Tool Series - Natralang

Tool Series - Natralang: Natural Language Query for MongoDB

Introduction

Natralang is a Natural Language Query (NQL) project that aims to revolutionize the way we interact with databases, specifically MongoDB. Natralang allows users to query structured data from databases using natural language, eliminating the need to learn SQL or MQL. In this blog post, we will explore the key features of Natralang, its functionality, and how it can enhance your work with MongoDB.

What is Natralang?

Natralang is a tool designed to query Mongo collections and mimic the functionality of MongoDB Compass. It is a showcase of what is possible using Natural Language Query, but it would require some work to make it production-ready. The project can be found on GitHub at https://github.com/patw/Natralang.

How does Natralang Work?

Natralang utilizes a combination of semantic search and vectors to enable users to query data using natural language. This approach allows Natralang to work effectively with databases that have a large number of collections, without overwhelming the LLM (Language Model) context window with excessive schema or example data.

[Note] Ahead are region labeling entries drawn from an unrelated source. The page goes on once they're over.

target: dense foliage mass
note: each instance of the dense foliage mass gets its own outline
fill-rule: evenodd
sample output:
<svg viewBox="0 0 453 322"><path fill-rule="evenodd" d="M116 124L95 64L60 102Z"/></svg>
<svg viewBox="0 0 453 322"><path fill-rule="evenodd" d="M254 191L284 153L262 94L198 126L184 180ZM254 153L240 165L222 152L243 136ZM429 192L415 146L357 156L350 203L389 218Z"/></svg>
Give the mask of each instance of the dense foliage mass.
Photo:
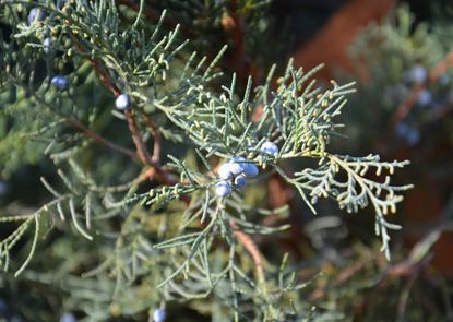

Each data source in Natralang can have a different connection string, allowing it to work across multiple Mongo instances. The reliability of the query generation is approximately 80% for simple to moderately complex queries, but it can decrease significantly for more complex queries. Improved LLM models could potentially enhance this aspect.

Benefits of Using Natralang

  1. User-friendly: Natralang eliminates the need to learn SQL or MQL, making it easier for users to interact with databases using natural language.
  2. Efficient: The semantic search and vector-based approach allows Natralang to work effectively with databases containing a large number of collections.
  3. Flexible: Natralang can connect to multiple MongoDB instances using different connection strings.
  4. Accessible: The project is openly available on GitHub, encouraging collaboration and innovation in the community.

Limitations

While Natralang offers several benefits, it currently serves as a showcase for what is possible rather than a fully production-capable tool. Users should consider this when incorporating Natralang into their projects.

Conclusion

Natralang is a promising tool that demonstrates the potential of Natural Language Query in the realm of MongoDB. By utilizing semantic search and vectors, Natralang enables users to interact with databases using natural language, simplifying the process and reducing the need for specialized knowledge. While currently a work in progress, the project holds great potential for future development and innovation. We encourage the community to explore Natralang and contribute to its growth on GitHub.


Resources

  • Human Intervention: It tried to put a fake wikipedia article link at the bottom!

Facts Used:

    • Natralang is short for Natural Language Query (NQL)
    • NQL is a popular style of chatbot that is used to query structured data from databases.
    • In this case, Natralang is designed to query Mongo collections to approximate the functionality we have in the MongoDB Compass product.
    • Natural Language Query is using an LLM to parse a query like “What were my sales like last quarter?”, along with the schema for your database and some example data (few shot learning) to produce a query in your data engine that will answer the question. You execute the query, and then feed the results back to the LLM, along with the original question to get an natural language answer to a natural language question. No need to learn SQL or MQL.
    • Natralang uses semantic search and vectors to allow the initial query to find the most appropriate data set that could answer the question. This allows for databases with a large number of collections to be used effectively, without polluting the LLM context window with too much collection schema/examples.
    • Each data source can have a different connection string, allowing it to work across many mongo instances.
    • The reliability of the query generation is close to 80% for simple to moderately complex queries but can drop drastically for complex queries. Better LLM models could help here.
    • It’s a showcase for what is possible, but would need some work to be production capable.